By transplanting a combination of insulin secreting cells obtained from stem cells with either 1) dissociated endothelial cells, 2) tube-like vessels or 3) vessels formed under liquid flow, we will be able to understand if changes in vessels architecture allows for the formation of functional blood vessels in vivo and if they, in turn, will promote the survival of insulin secreting cells. This would provide a means to cure diabetes in mouse models and could be explored for use in cell transplantation in humans.
Anticipated Outcome
We anticipate that scaling up the device size will enable the generation of perfused blood vessels in large enough numbers to be used in animal studies. We expect that the transplantation of blood vessels generated in the lab with endothelial cells obtained from human stem cells in combination with insulin secreting cells (also obtained from stem cells) will enable the survival of the insulin secreting cells in vivo.

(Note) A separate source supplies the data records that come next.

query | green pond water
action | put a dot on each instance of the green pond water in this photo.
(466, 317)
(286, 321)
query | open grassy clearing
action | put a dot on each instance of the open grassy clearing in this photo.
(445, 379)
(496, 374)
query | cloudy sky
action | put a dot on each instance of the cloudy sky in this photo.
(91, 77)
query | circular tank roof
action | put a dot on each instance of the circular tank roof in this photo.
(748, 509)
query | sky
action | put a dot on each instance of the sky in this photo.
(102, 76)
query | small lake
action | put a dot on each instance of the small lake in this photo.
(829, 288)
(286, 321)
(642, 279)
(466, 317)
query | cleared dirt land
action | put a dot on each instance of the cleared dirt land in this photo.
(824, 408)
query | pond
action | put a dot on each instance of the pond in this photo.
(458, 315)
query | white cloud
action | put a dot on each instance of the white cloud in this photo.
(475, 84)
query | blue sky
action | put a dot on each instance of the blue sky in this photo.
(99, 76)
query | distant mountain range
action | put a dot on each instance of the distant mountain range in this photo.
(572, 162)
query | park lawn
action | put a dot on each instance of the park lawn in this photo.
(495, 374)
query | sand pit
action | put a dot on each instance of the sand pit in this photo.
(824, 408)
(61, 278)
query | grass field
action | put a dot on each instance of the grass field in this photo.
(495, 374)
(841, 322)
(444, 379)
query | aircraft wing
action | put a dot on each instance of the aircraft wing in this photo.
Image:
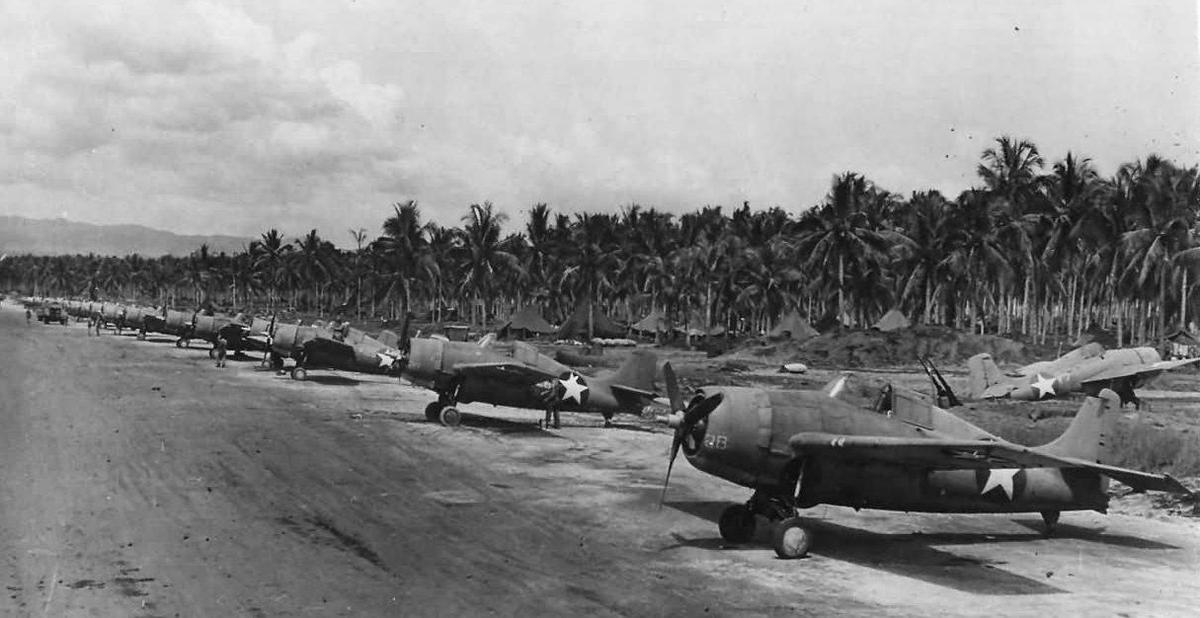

We expect that lab generated blood vessels will connect with the host blood vessels and carry blood to the grafts and that this will promote the survival of a large enough number of insulin secreting cells. This will enable beta cells to sense blood glucose levels and to secrete insulin, as needed, reversing diabetes.
Relevance to T1D
Type 1 diabetes is a disease where the lack of insulin-secreting beta-cells leads to that increase in blood glucose levels. Although type 1 diabetes is not a death sentence anymore due to the discovery of insulin 100 years ago and it’s use as an injectable drug, there still is not cure for diabetes. While native beta-cells sense and deliver insulin into the bloodstream as required every second, 1 or 2 daily injections of insulin do not offer the same precision in controlling blood glucose. In the long run, the poor control of blood glucose by drugs affects the blood vessels and the heart leading to increase in limb amputations, blindness, and heart attacks - to name a few. Therefore, it is imperative to find a way to restore glucose sensing and insulin secretion by the body.
The field of stem cells has provided a potential solution for type 1 diabetes: the implantation of beta-cells differentiated from stem cells. These cells could secrete insulin and normalize blood glucose levels. However, the rapid death of implanted cells is a major bottleneck for these therapies. These cells die upon implantation due to the lack of a vasculature to enable the delivery of oxygen and nutrients needed for cell survival. Moreover, diabetes is known to affect the ability of blood vessels to grow, making it even more important to find strategies that will enable vessel formation for application in people with diabetes. In this proposal, we will pursue a new strategy for the generation of blood vessels in the lab to be used to support the transplantation of insulin secreting cells and to reverse type 1 diabetes. This is imperative to enable cell-based therapies for type 1 diabetes.